Das Misstrauen bleibt

Selbstverständlich lese ich Bücher, die mich erfolgreich, reich, gesund und glücklich machen. Die mir innere Zufriedenheit und eine Top-Figur garantieren. Die in den einschlägigen Listen bei „Bestseller Sachbuch“ die ersten zehn Plätze belegen und die ausnahmslos von erfolgreichen, reichen, zufriedenen und glücklichen Menschen mit Top-Figur und strahlend weißen Zähnen geschrieben worden sind.

Ob sein Leben vereinfachen, sieben Wege zur Effektivität gehen, in drei Jahren Millionär werden oder ohne Hungern sein Traumgewicht erreichen – jeder Autor hat unzählige Beispiele parat, wie er mit seinem „Stein des Weisen“ glücklichen Lesern helfen konnte. Und manchmal war es auch nur eine geschickt verpackte Bitte ans Universum, die eine bis dahin unbekannte, aber stinkend reiche Erb-Tante aus Amerika auftauchen ließ.

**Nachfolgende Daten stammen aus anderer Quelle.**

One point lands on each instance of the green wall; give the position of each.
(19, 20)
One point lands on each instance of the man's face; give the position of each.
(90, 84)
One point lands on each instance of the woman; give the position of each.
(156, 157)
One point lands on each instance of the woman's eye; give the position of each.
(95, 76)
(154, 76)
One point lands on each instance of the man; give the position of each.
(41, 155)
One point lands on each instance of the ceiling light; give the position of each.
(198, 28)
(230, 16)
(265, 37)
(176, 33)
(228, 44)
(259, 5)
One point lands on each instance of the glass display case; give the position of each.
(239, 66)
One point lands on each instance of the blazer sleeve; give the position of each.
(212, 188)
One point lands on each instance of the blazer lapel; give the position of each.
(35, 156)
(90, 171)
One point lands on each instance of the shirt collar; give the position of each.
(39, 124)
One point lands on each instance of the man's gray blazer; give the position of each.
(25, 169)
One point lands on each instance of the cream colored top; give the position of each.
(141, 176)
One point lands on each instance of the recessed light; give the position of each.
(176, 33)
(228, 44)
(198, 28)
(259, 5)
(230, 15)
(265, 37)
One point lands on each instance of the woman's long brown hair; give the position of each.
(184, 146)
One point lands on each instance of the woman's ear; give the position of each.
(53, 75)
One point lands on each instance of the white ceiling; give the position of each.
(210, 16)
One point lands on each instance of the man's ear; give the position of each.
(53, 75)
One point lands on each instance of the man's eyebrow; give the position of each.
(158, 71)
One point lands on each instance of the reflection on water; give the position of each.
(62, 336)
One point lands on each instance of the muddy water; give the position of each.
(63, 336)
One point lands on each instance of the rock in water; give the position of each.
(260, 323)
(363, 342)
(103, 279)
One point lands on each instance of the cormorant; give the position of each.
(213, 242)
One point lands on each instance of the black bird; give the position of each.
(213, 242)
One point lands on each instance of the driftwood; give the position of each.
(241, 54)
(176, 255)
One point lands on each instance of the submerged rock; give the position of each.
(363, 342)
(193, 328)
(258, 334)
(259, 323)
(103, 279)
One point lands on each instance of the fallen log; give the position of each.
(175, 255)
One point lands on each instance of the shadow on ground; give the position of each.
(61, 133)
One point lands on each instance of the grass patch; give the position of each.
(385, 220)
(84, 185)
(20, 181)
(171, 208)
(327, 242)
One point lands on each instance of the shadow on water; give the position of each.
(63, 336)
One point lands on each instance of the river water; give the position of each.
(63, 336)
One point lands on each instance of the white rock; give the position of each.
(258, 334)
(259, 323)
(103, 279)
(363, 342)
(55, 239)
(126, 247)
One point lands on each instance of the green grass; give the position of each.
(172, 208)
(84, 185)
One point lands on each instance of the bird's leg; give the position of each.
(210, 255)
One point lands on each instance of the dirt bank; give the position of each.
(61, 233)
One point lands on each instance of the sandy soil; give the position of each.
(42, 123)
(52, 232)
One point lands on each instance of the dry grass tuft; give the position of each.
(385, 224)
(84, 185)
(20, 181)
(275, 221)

Die Erfolgsquoten liegen IMMER zwischen 90 und 95 Prozent; dumm nur, dass ich IMMER zu den 5 bis 10 Prozent der unglücklichen Leser gehöre. Nur einmal waren Buchlektüre und Erfolg zeitlich nah beieinander, doch eben nicht direkt nacheinander: Ich habe vor dreizehn Jahren zum Rauchen aufgehört, da hatte ich einfach Glück. Das Buch aber war gut.

Wie überhaupt manche Bücher sehr schlüssig klingen und sich nicht auf den ersten Blick bereits als blanker Humbug erweisen. Häufig denke ich mir sogar: „Das klingt vernünftig, das könnte klappen.“

Doch dann taucht plötzlich in Kapitel 3 die rührende Erzählung vom schüchternen Außenseiter-Sohn mit schlechten Noten, vom dicken Single oder vom verhassten Chef auf. Und diese mutieren IMMER zum sportlichen Einser-Schulsprecher, athletischen Frauenhelden oder gefeierten Menschenfreund-Renditenkönig-Unternehmer!

Mal ehrlich: Eine 2 in Mathe, 5 Kilo weniger oder ein moderates Umsatzwachstum hätten es für mich auch getan.

Solche Superlative machen misstrauisch, denn das ist nicht das Leben, wie ich es kenne. Vielmehr lehrt die Erfahrung, dass es eigentlich nur drei Wege gibt, ein Ziel zu erreichen: Disziplin, Talent oder ungeheures Massel.

Allerdings gibt es auch wieder Bücher, die meinen, man sollte keine Ziele verfolgen und unnötige Anstrengungen einfach sein lassen. Tatsächlich erscheint täglich zu jeder Entscheidung, die man fällt oder auch nicht, das passende Buch dazu.

Kurzum, es ist und bleibt schwierig. Mit Büchern und der Frage, wie man erfolgreich, reich, schlank und glücklich wird. Und ob man das überhaupt wollen soll.

Im Übrigen ist das Leben tödlich. Vielleicht hilf das ja weiter.